Questionable Motives

By Guest Contributor

The newspaper you are holding in your hands would read very differently had the school administration not deliberately shied away from an important civil dialog. This should reveal something to all of us about the attitude that the administration is taking on this issue, and even more importantly, why more people need to be talking about this right now.

One of the headlines that you might have found on the front page of this paper would read: Finance Experts Debate Value of Fossil Fuel Divestment, or more probably, Finance Experts Say Divestment “Can be Done”. But even though the administration promised one more panel and Middlebury College Vice President for Finance and Treasurer Patrick Norton confirmed that it would fall on Jan. 14, the panel did not happen.

Last year, the Middlebury College administration promised Divest Midd that the school would host three panels in total, the first with an array of professionals, a student and a representative from our investment manager, Investure. The second would feature students, and the third would be composed of financial experts. The first two have taken place already, and throughout the fall we were reassured that the third panel would happen. Yet, the date for the third panel has come and passed, and the administration did not host the panel. The only response we’ve heard from Norton is that the administration needs more time to reach out to speakers, many of whom were already identified by Divest Midd and the administration.

As is often the case, the real reason is more complicated. However, the reasons for having a third panel cannot be clearer. Finance experts are the ones who know the actual workings of how divestment can be done. They are the ones who know the whole business better than do either students or administrators and who really can use their expertise in making this decision about whether or not to divest completely from fossil fuels. Each colleges’ situation is unique. That is why Middlebury needs its own divestment panel with finance experts.

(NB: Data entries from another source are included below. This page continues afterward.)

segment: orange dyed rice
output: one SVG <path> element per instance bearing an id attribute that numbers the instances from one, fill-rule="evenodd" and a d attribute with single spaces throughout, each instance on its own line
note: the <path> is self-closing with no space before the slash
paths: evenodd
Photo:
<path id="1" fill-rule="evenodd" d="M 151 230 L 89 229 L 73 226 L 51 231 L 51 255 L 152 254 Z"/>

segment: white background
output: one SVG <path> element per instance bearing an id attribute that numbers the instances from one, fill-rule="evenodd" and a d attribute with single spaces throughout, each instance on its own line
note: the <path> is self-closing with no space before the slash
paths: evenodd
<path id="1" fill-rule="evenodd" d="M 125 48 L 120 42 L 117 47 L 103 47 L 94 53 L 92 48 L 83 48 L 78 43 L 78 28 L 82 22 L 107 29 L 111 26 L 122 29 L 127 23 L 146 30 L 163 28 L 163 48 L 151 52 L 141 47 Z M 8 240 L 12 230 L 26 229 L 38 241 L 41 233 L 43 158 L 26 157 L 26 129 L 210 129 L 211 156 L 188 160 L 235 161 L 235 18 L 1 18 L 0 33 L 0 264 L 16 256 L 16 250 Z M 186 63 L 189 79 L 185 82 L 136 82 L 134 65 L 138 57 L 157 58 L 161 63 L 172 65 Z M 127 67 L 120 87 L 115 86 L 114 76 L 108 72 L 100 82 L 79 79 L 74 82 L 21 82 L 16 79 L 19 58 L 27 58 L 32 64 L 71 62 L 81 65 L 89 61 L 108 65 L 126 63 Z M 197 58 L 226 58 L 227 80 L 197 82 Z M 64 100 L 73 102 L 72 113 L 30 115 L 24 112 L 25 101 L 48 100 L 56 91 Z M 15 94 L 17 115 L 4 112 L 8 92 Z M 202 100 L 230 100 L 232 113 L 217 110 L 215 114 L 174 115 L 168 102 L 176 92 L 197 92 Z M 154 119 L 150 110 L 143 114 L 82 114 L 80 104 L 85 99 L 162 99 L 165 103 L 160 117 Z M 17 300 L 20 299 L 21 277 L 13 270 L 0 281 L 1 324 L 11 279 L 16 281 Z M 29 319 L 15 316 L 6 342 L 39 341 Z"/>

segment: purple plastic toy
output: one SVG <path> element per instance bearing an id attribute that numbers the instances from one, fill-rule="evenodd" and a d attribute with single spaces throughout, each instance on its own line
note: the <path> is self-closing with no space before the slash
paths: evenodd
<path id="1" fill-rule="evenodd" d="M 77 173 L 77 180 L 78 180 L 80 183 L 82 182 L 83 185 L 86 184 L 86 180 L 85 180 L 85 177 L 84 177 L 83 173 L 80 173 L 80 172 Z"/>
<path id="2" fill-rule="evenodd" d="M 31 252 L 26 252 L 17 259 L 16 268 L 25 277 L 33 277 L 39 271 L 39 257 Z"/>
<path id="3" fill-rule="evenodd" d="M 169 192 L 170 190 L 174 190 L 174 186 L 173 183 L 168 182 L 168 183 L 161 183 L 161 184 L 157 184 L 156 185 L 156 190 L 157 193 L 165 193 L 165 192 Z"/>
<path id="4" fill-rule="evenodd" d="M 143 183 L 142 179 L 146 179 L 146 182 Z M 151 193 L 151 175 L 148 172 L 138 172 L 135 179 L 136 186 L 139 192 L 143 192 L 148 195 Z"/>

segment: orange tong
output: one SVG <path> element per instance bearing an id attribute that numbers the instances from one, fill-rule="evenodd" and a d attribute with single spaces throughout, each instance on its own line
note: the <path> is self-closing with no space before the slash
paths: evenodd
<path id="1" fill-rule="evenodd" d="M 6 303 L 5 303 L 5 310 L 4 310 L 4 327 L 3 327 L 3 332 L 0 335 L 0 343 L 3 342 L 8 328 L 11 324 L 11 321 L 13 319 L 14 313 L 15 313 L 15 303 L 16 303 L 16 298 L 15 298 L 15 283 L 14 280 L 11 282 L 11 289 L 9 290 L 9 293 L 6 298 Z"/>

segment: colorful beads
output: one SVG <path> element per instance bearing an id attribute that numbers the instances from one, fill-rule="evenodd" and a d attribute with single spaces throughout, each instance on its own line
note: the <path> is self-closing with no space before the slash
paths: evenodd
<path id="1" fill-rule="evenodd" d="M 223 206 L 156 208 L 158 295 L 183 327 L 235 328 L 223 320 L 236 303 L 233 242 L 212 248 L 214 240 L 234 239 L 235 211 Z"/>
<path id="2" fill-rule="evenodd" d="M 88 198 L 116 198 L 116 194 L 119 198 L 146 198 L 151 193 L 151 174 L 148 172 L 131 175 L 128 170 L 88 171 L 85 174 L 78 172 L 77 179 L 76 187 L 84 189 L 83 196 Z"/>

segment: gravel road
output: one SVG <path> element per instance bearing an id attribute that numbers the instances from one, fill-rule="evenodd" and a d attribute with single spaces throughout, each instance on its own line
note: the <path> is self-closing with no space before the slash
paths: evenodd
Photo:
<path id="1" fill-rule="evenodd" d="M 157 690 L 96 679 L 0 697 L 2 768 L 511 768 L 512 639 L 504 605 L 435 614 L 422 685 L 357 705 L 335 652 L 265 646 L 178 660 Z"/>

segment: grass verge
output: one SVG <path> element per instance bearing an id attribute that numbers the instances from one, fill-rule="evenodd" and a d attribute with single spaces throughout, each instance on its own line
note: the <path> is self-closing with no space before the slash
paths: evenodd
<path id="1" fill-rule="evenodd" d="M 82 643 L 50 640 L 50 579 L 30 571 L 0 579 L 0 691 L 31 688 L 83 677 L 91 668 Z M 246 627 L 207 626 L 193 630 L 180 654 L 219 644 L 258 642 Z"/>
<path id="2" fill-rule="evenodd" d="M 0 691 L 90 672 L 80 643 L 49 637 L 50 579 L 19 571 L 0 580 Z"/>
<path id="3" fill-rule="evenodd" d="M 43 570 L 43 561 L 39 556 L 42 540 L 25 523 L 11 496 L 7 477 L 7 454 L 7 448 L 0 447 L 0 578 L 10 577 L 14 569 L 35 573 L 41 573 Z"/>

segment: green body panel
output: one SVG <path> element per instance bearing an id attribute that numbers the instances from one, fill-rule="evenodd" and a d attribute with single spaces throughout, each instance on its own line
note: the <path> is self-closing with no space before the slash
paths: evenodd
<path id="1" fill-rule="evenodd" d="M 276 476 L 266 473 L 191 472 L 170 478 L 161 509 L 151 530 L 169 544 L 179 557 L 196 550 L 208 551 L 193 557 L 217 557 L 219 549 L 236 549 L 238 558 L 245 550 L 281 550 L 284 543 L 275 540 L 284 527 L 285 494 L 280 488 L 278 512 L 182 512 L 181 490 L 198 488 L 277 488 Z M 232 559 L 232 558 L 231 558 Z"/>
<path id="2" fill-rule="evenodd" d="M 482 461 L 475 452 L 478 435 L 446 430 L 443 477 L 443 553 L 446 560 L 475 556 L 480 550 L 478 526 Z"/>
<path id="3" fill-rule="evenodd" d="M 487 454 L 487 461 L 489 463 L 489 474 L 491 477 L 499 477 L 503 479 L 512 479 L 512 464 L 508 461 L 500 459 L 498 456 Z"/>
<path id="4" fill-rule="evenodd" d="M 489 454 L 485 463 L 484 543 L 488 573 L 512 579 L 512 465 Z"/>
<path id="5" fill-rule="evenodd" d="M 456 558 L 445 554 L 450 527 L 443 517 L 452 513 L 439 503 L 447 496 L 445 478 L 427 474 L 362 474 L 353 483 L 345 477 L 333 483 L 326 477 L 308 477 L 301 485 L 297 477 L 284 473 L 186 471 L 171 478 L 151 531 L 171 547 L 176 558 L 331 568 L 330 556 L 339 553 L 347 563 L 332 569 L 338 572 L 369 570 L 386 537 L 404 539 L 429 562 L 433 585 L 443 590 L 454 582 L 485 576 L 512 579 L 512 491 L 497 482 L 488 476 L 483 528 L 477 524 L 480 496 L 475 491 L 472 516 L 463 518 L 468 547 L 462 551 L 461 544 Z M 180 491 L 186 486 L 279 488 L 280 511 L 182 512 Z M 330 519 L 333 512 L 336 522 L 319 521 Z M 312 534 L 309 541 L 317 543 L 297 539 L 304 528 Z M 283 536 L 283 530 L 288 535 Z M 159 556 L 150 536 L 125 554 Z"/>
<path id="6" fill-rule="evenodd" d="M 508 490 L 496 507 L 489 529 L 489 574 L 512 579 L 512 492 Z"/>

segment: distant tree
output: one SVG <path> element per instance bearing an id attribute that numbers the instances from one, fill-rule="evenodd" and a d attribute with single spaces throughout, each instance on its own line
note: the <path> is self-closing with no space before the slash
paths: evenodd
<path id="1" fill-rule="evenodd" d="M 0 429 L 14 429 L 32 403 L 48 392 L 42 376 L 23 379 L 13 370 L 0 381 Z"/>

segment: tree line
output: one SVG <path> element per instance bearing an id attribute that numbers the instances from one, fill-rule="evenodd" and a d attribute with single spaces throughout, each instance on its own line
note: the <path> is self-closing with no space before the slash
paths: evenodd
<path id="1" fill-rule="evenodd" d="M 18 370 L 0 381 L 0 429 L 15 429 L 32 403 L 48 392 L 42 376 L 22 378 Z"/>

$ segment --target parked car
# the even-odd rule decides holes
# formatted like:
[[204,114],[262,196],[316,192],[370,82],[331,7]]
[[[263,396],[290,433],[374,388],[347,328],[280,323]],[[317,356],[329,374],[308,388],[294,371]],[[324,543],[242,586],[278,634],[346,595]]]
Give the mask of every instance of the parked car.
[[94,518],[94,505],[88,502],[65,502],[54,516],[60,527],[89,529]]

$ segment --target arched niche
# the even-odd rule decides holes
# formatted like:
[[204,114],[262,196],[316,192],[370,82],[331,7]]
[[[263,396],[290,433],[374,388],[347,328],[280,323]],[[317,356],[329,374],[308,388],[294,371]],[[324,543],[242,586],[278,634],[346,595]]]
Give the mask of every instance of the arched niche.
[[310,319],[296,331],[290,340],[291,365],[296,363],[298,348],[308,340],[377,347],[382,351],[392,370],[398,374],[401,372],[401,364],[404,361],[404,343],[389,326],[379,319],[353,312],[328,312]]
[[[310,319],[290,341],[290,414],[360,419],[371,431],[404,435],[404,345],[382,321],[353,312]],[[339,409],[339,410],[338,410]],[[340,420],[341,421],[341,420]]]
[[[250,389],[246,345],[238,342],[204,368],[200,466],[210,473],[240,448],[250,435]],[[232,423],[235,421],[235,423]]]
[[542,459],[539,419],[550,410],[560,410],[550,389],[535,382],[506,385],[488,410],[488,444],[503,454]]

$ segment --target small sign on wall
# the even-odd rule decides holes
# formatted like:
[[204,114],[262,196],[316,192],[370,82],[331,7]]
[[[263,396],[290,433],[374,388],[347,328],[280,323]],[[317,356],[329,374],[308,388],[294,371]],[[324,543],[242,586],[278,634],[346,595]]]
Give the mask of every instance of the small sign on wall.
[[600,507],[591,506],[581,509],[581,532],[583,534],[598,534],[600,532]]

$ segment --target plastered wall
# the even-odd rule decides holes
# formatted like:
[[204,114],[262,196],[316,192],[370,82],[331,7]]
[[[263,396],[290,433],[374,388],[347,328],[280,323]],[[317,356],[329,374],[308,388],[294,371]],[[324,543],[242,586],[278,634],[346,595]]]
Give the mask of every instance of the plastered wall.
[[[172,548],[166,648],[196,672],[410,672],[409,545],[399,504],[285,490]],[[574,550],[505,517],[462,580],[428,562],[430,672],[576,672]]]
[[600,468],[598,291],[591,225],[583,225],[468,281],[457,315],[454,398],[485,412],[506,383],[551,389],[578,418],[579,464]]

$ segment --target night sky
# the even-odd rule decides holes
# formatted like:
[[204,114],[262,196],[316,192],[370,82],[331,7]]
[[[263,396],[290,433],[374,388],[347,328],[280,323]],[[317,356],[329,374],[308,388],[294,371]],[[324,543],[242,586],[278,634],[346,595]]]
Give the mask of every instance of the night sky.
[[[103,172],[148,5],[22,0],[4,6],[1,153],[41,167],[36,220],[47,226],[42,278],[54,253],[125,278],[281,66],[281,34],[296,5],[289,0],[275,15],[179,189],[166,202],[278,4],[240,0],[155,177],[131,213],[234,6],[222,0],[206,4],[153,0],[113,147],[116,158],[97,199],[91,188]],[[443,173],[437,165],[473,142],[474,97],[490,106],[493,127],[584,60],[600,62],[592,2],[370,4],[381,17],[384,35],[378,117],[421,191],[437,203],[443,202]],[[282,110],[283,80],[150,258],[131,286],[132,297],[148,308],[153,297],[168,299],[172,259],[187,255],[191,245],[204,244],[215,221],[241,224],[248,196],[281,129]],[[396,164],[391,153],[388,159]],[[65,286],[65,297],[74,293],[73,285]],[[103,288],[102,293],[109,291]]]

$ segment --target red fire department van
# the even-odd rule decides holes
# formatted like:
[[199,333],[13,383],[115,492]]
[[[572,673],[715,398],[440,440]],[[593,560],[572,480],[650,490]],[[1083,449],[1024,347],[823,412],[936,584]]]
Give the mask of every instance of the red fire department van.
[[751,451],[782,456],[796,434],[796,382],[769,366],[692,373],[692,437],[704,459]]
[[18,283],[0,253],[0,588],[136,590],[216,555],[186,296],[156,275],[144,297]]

The most fundamental question when it comes down to divestment is this: should the school care about where its money is coming from, and where it is going? If our money comes from investing in companies that have questionable business ethics, or disrespect the consequences of their malpractices, does the school have a moral obligation to pull out their investments in these companies? So long as this tension is not resolved, we still have to commit ourselves to figuring out ways to at least ease this tension.

Yet, the administrators have postponed this important discussion indefinitely. Then we have to ask ourselves why. Are they afraid of an inconvenient truth? Why would they want to delay such an important conversation? Understandably, there are disincentives for the school to organize such a panel, because the status quo is less work and has lower risks. But are we, wware other students who care about the future of the College, along with all the staff and faculty who have a vision for this community, going to allow this to just happen? It doesn’t matter if you support divestment from fossil fuels or not, but how can the administrators be let off making a false procedural promise, until perhaps no meaningful actions regarding divestment can be taken by the end of the school year?